トランプの〔国際緊急経済権限法(IEEPA)〕関税は、米国の企業と消費者から1,660億ドルもの追加負担を吸い上げており、それを返還することは膨大な作業であり、一般市民にすぐに還元されることはない――あるとしても、ずっと先のことだ。

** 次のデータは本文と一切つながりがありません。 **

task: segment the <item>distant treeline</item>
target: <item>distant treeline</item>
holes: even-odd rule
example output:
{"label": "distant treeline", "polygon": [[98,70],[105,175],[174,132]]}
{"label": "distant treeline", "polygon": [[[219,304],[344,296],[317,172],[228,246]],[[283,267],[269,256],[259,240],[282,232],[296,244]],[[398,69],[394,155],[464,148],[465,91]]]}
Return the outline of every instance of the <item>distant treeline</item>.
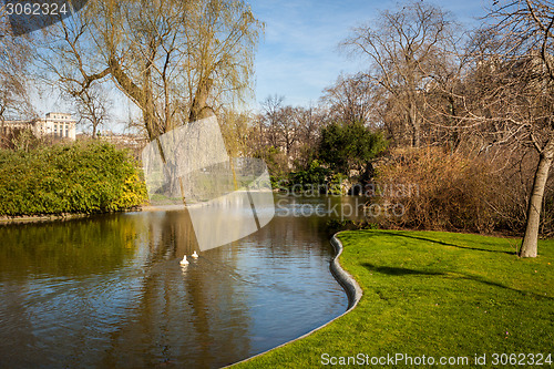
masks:
{"label": "distant treeline", "polygon": [[126,151],[104,142],[0,150],[0,215],[131,208],[146,199],[140,175]]}

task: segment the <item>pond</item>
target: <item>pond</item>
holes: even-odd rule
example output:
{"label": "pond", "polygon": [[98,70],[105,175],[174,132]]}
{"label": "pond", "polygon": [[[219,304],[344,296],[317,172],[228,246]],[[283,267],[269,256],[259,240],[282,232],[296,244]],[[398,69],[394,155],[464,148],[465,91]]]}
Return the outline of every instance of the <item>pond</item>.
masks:
{"label": "pond", "polygon": [[351,201],[277,195],[186,268],[186,211],[0,226],[0,367],[217,368],[299,337],[348,306],[321,212]]}

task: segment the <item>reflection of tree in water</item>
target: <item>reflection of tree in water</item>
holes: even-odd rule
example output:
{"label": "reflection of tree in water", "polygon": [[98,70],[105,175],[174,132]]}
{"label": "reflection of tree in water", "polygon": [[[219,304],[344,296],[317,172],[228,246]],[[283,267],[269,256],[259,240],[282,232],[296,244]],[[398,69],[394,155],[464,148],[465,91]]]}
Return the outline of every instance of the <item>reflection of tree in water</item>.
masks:
{"label": "reflection of tree in water", "polygon": [[[148,263],[140,300],[111,335],[103,363],[220,367],[246,357],[248,309],[237,304],[243,286],[222,271],[236,264],[233,254],[212,249],[182,268],[183,255],[198,250],[187,212],[152,213],[145,222]],[[222,268],[222,259],[230,263]]]}
{"label": "reflection of tree in water", "polygon": [[2,274],[76,276],[107,273],[133,257],[137,230],[129,217],[0,226]]}
{"label": "reflection of tree in water", "polygon": [[50,350],[82,355],[93,336],[89,303],[102,306],[105,298],[94,296],[105,291],[95,276],[131,260],[136,236],[135,222],[122,216],[0,226],[2,365],[55,367]]}

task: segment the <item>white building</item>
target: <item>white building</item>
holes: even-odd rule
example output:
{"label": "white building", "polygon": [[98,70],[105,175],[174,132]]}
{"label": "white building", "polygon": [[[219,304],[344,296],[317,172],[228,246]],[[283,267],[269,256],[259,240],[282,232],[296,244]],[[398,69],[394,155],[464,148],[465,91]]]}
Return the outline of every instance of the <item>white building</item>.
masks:
{"label": "white building", "polygon": [[0,122],[0,134],[8,134],[16,129],[30,127],[37,137],[53,136],[57,139],[75,140],[76,121],[66,113],[47,113],[44,119],[30,121]]}

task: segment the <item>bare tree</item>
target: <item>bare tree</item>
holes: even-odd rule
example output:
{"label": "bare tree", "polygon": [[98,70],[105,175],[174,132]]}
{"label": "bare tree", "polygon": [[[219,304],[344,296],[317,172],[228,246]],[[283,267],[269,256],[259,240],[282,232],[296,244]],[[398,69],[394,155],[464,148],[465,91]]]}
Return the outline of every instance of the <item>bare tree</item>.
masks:
{"label": "bare tree", "polygon": [[96,139],[98,129],[111,117],[113,103],[101,84],[93,84],[86,90],[74,91],[76,110],[81,122],[92,127],[92,139]]}
{"label": "bare tree", "polygon": [[329,107],[331,120],[373,126],[379,125],[375,114],[378,100],[377,85],[362,73],[339,75],[321,96],[321,102]]}
{"label": "bare tree", "polygon": [[91,0],[50,29],[42,63],[82,90],[111,79],[154,140],[245,96],[261,27],[244,1]]}
{"label": "bare tree", "polygon": [[[536,257],[541,209],[554,162],[554,3],[495,2],[480,32],[468,126],[495,144],[534,147],[538,162],[527,205],[521,257]],[[473,123],[471,123],[473,122]]]}
{"label": "bare tree", "polygon": [[33,113],[28,88],[33,48],[28,35],[14,37],[6,19],[0,23],[0,125],[8,116]]}
{"label": "bare tree", "polygon": [[422,93],[435,74],[435,61],[450,52],[453,28],[447,12],[414,1],[381,12],[376,22],[356,28],[341,44],[368,59],[367,78],[387,92],[387,100],[394,100],[412,146],[421,144]]}

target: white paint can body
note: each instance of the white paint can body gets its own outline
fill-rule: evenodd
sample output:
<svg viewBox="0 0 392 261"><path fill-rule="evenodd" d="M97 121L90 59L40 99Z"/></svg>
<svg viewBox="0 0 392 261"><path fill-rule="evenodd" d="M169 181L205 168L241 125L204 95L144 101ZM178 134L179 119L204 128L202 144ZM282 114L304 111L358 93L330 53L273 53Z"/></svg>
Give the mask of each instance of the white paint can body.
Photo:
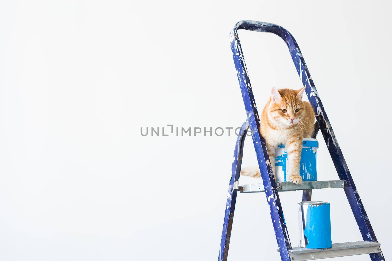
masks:
<svg viewBox="0 0 392 261"><path fill-rule="evenodd" d="M299 175L303 181L317 180L317 148L318 141L315 139L303 139ZM275 176L276 181L289 181L290 163L284 145L275 150Z"/></svg>

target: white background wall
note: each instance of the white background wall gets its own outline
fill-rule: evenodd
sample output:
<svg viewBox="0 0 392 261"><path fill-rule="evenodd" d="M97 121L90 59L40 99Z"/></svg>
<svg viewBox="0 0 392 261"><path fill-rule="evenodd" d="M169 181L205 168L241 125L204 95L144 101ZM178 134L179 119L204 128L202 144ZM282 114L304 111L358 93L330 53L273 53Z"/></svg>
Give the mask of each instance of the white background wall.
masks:
<svg viewBox="0 0 392 261"><path fill-rule="evenodd" d="M241 125L242 19L295 37L390 258L390 2L142 2L1 1L0 259L216 260L236 137L140 128ZM240 34L259 110L301 87L283 41ZM319 179L337 179L319 139ZM362 240L343 190L313 195L333 243ZM295 246L301 193L279 196ZM239 195L235 216L229 260L279 259L264 194Z"/></svg>

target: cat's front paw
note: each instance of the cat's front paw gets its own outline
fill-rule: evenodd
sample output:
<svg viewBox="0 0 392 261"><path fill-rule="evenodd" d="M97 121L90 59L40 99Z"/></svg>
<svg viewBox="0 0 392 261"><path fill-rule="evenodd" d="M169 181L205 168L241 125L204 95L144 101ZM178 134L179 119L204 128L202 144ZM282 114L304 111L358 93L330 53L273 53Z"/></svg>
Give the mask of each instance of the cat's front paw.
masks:
<svg viewBox="0 0 392 261"><path fill-rule="evenodd" d="M302 183L302 178L300 176L293 175L289 177L289 180L292 181L294 184L298 184Z"/></svg>

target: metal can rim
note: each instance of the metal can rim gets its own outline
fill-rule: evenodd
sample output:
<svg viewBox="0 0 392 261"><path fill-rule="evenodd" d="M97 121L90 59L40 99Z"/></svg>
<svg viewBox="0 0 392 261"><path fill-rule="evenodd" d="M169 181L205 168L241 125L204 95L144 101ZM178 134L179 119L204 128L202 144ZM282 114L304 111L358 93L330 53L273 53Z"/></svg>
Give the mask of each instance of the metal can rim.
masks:
<svg viewBox="0 0 392 261"><path fill-rule="evenodd" d="M298 205L323 205L329 204L329 202L325 201L301 201Z"/></svg>

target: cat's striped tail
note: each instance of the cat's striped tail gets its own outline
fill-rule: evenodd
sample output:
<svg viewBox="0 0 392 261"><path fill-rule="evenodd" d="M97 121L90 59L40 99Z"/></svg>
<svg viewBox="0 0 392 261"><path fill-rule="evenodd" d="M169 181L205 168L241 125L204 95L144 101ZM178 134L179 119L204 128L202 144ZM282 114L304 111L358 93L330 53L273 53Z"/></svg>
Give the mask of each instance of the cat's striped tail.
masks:
<svg viewBox="0 0 392 261"><path fill-rule="evenodd" d="M241 169L241 175L252 177L252 178L260 178L261 175L260 174L260 169L258 166L252 166L246 167Z"/></svg>

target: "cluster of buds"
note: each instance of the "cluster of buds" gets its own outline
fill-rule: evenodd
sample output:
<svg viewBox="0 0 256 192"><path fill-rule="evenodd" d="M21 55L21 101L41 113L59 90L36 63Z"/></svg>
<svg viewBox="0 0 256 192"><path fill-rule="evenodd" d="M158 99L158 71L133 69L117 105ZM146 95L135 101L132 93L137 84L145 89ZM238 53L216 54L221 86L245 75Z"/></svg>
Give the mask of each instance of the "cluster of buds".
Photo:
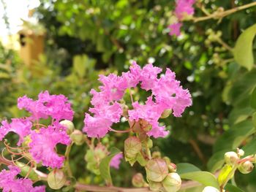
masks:
<svg viewBox="0 0 256 192"><path fill-rule="evenodd" d="M153 158L147 162L145 169L151 190L176 192L180 189L181 177L176 172L176 165L167 158Z"/></svg>
<svg viewBox="0 0 256 192"><path fill-rule="evenodd" d="M81 131L75 129L74 123L69 120L64 120L59 123L67 128L67 134L69 135L71 140L77 145L81 145L85 141L85 135Z"/></svg>
<svg viewBox="0 0 256 192"><path fill-rule="evenodd" d="M84 159L87 162L86 169L95 174L99 175L100 161L108 155L108 151L106 147L98 143L94 148L87 150Z"/></svg>
<svg viewBox="0 0 256 192"><path fill-rule="evenodd" d="M230 151L225 154L225 163L228 165L236 166L238 169L242 174L250 173L254 168L253 164L255 164L255 155L249 155L241 158L244 155L243 150L238 149L237 152Z"/></svg>

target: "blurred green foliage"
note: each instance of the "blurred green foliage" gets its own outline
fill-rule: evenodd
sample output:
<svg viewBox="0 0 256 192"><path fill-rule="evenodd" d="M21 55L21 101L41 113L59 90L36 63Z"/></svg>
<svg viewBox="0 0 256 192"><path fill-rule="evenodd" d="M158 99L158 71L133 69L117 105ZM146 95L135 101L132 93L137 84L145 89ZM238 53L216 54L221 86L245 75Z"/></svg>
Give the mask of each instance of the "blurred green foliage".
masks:
<svg viewBox="0 0 256 192"><path fill-rule="evenodd" d="M203 1L212 11L252 1ZM70 99L76 112L74 123L81 129L83 113L89 107L89 91L98 85L99 73L120 74L131 60L141 66L154 62L176 73L190 91L193 105L182 118L162 120L171 134L154 139L153 150L159 150L174 163L189 162L212 172L222 166L223 154L228 150L243 147L246 153L255 153L255 66L251 71L244 68L244 64L234 61L233 53L217 42L208 42L206 33L208 29L221 31L222 39L234 47L241 32L255 24L255 8L236 12L221 22L186 22L184 33L176 38L170 37L167 29L174 5L175 1L170 0L41 0L36 15L47 29L45 55L28 69L19 62L8 64L12 53L4 53L0 46L0 54L4 53L0 63L4 64L0 66L0 117L23 115L15 107L17 98L24 94L36 98L41 91L48 90ZM203 12L196 9L195 15ZM251 42L249 48L255 53L256 45ZM1 77L1 72L7 76ZM145 94L135 91L137 98L145 100ZM127 126L116 126L120 129ZM123 149L124 138L110 133L102 142ZM103 183L100 177L86 169L85 153L83 146L71 152L75 175L80 182ZM136 170L140 170L136 164L132 171L122 164L119 170L111 170L113 175L121 175L114 177L113 183L129 186ZM238 174L238 184L255 191L255 174L243 177Z"/></svg>

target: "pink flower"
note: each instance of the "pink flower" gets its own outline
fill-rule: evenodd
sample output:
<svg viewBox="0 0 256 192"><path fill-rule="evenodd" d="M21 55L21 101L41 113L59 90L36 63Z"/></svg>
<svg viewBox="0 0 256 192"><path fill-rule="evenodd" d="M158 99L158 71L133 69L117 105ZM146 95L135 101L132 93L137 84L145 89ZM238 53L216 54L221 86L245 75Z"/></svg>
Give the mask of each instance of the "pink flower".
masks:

「〔還付制度が優れていない〕のは、時間がかかりすぎる上に、何も悪いことをしていない、きちんと支払いを済ませた米国の輸入業者すべてに負担を押しつけているからだ。彼らは今、自分自身のお金を返してもらう立場にある」とリンシコームは述べた。「また、政府がCITの還付命令に異議申し立てをしたり、CBPがCAPEや2025年の混乱時に生じた意図しない書類上のミスを理由に支払いを絞ったり申請者を罰したりする方法を探るようであれば、今後事態はさらに悪化する可能性がある。」
「ワシントンに対して、トランプの違法関税を支払ったすべての人に迅速かつ自動的な還付を積極的に提供するよう求めるのは要求しすぎかもしれないが、多くの企業が打撃を受けるだろうことは、何百万もの消費者や納税者への影響は言うまでもなく、依然として残念なことだ」とリンシコームは付け加えた。
しかし最も腹立たしい点は、とリンシコームは言う、「このコラムで述べたあらゆる不満と不正義――コンプライアンスの負担、ウォール街のアービトラージ、訴訟や政治的なパフォーマンス、不必要な利息費用――は、法よりも便宜を優先し、一連の疑わしい一方的な課税によって1,660億ドルを没収し、そして昨年のほとんどの期間、連邦裁判所にその課税を維持するよう命じた政権の直接的な結果だ。最高裁で敗訴すれば、支払った全員への還付は迅速かつ容易になるはずだったのに」ということだ。
しかしトランプのIEEPA関税は「法律的に微妙な判断ではなかった」とリンシコームは述べた。それでも政権は、他人の金を奪う権利に向こう見ずな賭けに出て「大敗した」。
「そして今や、最善のシナリオでさえ、政府は本来持つべきでなかった不正な資金を何十億ドルも手元に残すことになる」とリンシコームは述べた。